On Wed, Feb 22, 2023 at 5:26 PM Luke Kot-Zaniewski (BLOOMBERG/ 919 3RD A) <
lkotzaniewsk@bloomberg.net> wrote:

> Hi Mikhail,
>
> Thanks for the quick reply and the suggestion. This is definitely good to
> know about. In my case however, there are several such NLP/data extraction
> systems and I am not sure if they all use the same tokenization but I will
> give this another look. I can see how this is a more well-defined solution
> to the problem I presented. I realize with offsets you would have to make
> assumptions when offset-boundaries fall in the middle of a token and other
> such odd cases.
>
> Thanks again,
> Luke
>
> From: java-user@lucene.apache.org At: 02/22/23 02:38:30 UTC-5:00To:
> java-user@lucene.apache.org
> Subject: Re: Offset-Based Analysis
>
> Hello Luke.
>
> Using offsets seems really doubtful to me. What comes to my mind is
> pre-analyzed field
>
> https://solr.apache.org/guide/solr/latest/indexing-guide/external-files-processe
> s.html#the-preanalyzedfield-type
> <https://solr.apache.org/guide/solr/latest/indexing-guide/external-files-processes.html#the-preanalyzedfield-type>
> .
> Thus, external NLP service can provide ready-made tokens for
> straightforward indexing by Solr. That external NLP will have all power to
> inject or suspend synonyms depending on the context, and supply additional
> attributes in payload (whenever it's boldness, negative/positive stress,
> etc) for retrieval of these payloads later.
>
> On Wed, Feb 22, 2023 at 6:43 AM Luke Kot-Zaniewski (BLOOMBERG/ 919 3RD A) <
> lkotzaniewsk@bloomberg.net> wrote:
>
> > Hi All,
> >
> > I am trying to enrich a lucene-powered search index with data from
> various
> > different NLP systems that are distributed throughout my company. Ideally
> > this internally-derived data could be tied back to specific positions of
> > the original text. I’ve searched around and this is the closest thing
> I’ve
> > found to what I am trying to do
> > https://jorgelbg.me/2018/03/solr-contextual-synonyms-with-payloads/ .

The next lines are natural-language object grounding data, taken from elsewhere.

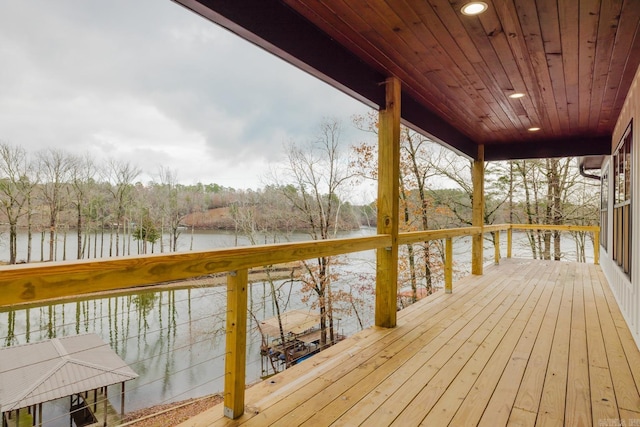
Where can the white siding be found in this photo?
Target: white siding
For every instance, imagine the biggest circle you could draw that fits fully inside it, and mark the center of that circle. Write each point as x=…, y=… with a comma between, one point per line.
x=627, y=292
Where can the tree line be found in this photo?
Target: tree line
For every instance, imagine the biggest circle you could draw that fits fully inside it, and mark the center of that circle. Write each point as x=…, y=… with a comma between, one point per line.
x=53, y=195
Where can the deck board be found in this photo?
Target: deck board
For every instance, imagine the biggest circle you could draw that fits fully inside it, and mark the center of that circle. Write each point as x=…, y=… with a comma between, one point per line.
x=528, y=343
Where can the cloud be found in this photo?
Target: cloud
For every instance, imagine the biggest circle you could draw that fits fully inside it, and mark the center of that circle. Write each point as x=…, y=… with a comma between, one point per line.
x=153, y=83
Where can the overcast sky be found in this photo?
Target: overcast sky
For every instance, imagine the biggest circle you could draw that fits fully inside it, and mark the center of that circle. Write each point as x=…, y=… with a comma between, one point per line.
x=151, y=82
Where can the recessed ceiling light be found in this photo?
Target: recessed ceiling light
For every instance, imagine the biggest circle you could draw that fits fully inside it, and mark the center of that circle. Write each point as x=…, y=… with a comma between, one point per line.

> > This approach is neat but it has a few drawbacks because of its reliance
> on
> > injected delimiters and somewhat inflexible passing of data from
> > PayloadAttribute to CharTermAttribute.
> >
> > One thing that occurred to me is to use an offset-based approach, of
> > course assuming input text is already properly encoded and sanitized. I’m
> > thinking about implementing a CharFilter that decodes some special
> header,
> > which itself passes along an offset-sorted list of data for enrichment.
> > This metadata could be referenced during analysis via custom attributes
> and
> > ideally could handle a variety of use cases with the same
> offset-accounting
> > logic. Some uses that come to mind are stashing values in term/payload
> > attributes or even offset based tokenization for those wishing to
> tokenize
> > outside of their search engine.
> >
> > Does this approach even make any sense or have any pitfalls I am failing
> > to see? Assuming it makes sense does a similar solution already exist? If
> > it doesn’t exist yet would it be something that would be of interest to
> the
> > community?
> > Any thoughts on this would be much appreciated.
> >
> > Thanks,
> > Luke
>
>
> --
> Sincerely yours
> Mikhail Khludnev
> https://t.me/MUST_SEARCH
> A caveat: Cyrillic!
>
>
>

--
Sincerely yours
Mikhail Khludnev
https://t.me/MUST_SEARCH
A caveat: Cyrillic!